Saddle point approximations to probabilities of sample mean deviations (Q1366390)

Let \(X_n\), \(n\in\mathbb N\), be independent, possibly non-identically distributed random variables and define \(S_n=X_1+\dots+X_n\). Assume that all exponential moments \(E[\exp(tX_n)]\) with \(t>0\) and \(n\in\mathbb N\) are finite. Given \(a\in\mathbb R\) satisfying \(na>E[S_n]\) and \(P(S_n>na)>0\) for all \(n\in\mathbb N\), the author proves asymptotic approximations to the probability \(P(S_n\geq na)\) of a sample mean deviation.
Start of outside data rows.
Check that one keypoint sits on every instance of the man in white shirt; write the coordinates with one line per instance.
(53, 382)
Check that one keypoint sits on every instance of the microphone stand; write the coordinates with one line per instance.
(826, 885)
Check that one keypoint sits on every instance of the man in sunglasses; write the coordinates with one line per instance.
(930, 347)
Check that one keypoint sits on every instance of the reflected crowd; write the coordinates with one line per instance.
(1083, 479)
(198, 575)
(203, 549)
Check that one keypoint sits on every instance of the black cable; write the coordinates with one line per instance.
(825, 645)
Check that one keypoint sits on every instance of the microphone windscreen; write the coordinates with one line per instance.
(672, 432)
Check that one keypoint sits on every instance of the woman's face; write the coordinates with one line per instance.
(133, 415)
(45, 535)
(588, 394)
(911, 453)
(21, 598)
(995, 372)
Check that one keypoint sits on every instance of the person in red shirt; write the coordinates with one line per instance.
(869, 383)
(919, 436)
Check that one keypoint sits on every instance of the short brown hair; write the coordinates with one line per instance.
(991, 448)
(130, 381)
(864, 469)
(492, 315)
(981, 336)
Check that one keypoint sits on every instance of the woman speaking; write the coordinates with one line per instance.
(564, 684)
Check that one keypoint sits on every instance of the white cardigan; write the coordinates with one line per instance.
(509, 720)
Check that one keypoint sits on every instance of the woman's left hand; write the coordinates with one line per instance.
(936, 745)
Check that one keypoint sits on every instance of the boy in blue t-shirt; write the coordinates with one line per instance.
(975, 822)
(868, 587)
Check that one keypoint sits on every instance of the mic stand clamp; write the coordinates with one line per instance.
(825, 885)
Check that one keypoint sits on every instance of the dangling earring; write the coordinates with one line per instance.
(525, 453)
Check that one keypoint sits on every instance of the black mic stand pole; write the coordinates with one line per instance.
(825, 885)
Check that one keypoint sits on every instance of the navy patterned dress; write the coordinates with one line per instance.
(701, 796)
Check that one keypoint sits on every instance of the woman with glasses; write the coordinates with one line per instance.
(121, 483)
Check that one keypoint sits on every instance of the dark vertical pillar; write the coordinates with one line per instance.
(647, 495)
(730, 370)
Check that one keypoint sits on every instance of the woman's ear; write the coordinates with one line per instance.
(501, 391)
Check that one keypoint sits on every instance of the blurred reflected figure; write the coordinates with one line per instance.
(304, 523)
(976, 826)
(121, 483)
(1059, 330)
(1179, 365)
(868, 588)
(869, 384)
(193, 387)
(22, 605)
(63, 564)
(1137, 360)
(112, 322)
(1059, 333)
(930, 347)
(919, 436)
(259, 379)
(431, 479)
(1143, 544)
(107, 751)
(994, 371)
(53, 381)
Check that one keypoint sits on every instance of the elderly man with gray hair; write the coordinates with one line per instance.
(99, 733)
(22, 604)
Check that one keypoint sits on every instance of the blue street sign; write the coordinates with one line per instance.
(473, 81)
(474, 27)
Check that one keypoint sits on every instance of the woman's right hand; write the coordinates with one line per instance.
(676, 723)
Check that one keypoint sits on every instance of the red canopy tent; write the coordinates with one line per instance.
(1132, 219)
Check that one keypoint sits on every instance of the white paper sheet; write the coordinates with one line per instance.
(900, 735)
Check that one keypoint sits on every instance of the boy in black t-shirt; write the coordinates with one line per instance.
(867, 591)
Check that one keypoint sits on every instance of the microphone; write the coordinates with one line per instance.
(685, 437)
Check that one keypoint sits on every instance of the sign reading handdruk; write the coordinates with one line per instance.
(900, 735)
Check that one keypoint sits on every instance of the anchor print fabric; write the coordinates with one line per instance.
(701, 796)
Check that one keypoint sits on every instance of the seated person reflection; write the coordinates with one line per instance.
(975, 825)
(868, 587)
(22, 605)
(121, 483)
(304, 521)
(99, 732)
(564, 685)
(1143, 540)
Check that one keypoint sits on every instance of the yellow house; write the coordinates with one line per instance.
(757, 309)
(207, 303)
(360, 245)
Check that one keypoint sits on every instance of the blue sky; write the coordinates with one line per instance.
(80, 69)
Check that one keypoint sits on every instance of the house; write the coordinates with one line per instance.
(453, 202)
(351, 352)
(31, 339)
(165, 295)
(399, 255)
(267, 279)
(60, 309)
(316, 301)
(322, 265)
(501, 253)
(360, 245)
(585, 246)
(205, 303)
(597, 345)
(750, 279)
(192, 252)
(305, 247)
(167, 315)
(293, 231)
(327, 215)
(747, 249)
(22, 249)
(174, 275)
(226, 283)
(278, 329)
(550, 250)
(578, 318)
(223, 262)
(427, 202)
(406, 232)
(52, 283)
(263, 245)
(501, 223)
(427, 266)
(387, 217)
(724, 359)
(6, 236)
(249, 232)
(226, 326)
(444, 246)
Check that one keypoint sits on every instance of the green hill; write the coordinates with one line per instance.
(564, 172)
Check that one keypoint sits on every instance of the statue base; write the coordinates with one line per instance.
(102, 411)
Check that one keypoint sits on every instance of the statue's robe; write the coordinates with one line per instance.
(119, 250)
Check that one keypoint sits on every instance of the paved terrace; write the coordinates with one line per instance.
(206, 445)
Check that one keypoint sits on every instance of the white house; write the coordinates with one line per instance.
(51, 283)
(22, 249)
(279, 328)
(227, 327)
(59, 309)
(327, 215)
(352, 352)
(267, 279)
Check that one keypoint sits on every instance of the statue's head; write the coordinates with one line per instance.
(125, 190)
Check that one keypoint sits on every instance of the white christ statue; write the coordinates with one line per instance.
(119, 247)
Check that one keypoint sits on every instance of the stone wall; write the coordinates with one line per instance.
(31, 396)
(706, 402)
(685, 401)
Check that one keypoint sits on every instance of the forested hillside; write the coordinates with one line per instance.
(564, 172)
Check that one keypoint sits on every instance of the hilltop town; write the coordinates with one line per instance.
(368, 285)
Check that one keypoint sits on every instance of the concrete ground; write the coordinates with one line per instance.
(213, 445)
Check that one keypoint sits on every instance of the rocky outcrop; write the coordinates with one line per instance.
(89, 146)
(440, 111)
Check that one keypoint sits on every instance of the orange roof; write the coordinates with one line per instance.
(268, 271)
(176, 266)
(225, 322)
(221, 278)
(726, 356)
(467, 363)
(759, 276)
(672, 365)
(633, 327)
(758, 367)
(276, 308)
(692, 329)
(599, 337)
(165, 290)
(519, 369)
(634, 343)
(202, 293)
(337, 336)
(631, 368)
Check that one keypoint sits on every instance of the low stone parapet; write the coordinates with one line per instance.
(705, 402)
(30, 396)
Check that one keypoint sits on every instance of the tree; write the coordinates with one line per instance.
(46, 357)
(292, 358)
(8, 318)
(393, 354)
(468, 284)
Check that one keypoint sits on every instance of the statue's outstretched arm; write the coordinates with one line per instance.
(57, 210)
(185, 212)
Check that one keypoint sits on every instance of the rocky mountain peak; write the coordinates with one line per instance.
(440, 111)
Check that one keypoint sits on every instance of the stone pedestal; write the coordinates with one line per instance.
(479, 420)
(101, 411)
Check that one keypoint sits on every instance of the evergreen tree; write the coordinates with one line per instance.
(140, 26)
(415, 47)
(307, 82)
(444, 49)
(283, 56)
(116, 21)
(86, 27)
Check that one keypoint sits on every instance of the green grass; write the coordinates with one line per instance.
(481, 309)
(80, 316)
Let \(\tau_n\) be the argument minimizing \(t\mapsto E[\exp(t(S_n-na))]\) in \((0,\infty)\), and let \(\rho_n\) denote the minimal value. For \(j,n\in\mathbb N\), \(j\leq n\), consider random variables \(U_n\) and \(Y_{n,j}\) conjugate to \(S_n-na\) and \(X_j-a\), respectively, in the sense that their distributions are exponentially tilted using the densities \(\exp(\tau_n(S_n-na))/\rho_n\) and \(\exp(\tau_n(X_j-a))/r_{n,j}\) with \(r_{n,j}=E[\exp(\tau_n(X_j-a))]\). Assuming a so-called Petrov-type condition involving the characteristic functions of the \(Y_{n,j}\), the approximations of \(P(S_n\geq na)\) are derived in terms of \(\rho_n\), \(\tau_n\), the variance of \(U_n\), and the Lyapunov fractions of the \(Y_{n,j}\).